JAMES MAY: OH COOK is a British reality show featuring former Top Gear host James May as he hosts a cooking series without really knowing how to cook. May has been hired to write a cookbook that includes simple recipes that can be made with basic ingredients in a simple kitchen. Now he’s presenting these recipes in front of the camera for the accompanying TV show. As he prepares ingredients and cooks dishes, he reveals some of the TV production tricks used to make the cooking process -- and the finished plated products -- look easy and beautiful on popular cooking series. Also helping him through it is home economist Nikki Morgan, who pops in and out when he needs assistance. From Asian fusion dishes to pub-style food, May attempts to plate up some edible dishes, while the TV crew tries to keep things together. 

Is it any good?

Each 30-minute episode stars James May hosting a cooking show without relying on the traditional hosting style and food presentation elements the genre is known for. In addition to his dry banter, May breaks the fourth wall, and addresses the television crew directly as he cooks, which leads to some distracting moments. Thanks to the magic of editing, the meals are completed. But the range of awkward disruptions makes following the preparation process a little tedious at times.  

James May: Oh Cook features some interesting recipes, which May rounds out by offering some details about the history of certain ingredients. His inability to name some of the more sophisticated utensils or techniques he is using leads to some humorous moments.
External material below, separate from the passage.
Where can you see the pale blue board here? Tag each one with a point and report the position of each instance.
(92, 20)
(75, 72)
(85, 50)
But the constant reminders about the cookbook he's writing makes the overall show feel more like a promotional vehicle than something designed to give good cooking advice. Nonetheless, folks who enjoy a combination of cooking details with British sarcasm might appreciate it.  

Talk to your kids about ...

  • Families can talk about cooking. Do you ever cook things you’ve seen being prepared on cooking shows? Does the food look as good as it does on TV when you’re done? What tricks do TV producers use to make the food look appetizing and easy to make?

  • James May: Oh Cook  is a promotional vehicle for James May’s cookbook, but it also highlights some of production work that goes into a cooking show. Is there anything about the production process that surprises you? Does this information make you think differently about these types of TV programs?

  • Are there things about May and the meals he creates that feel distinctly British to you? What can we learn about other cultures and countries based on their culinary customs and creations?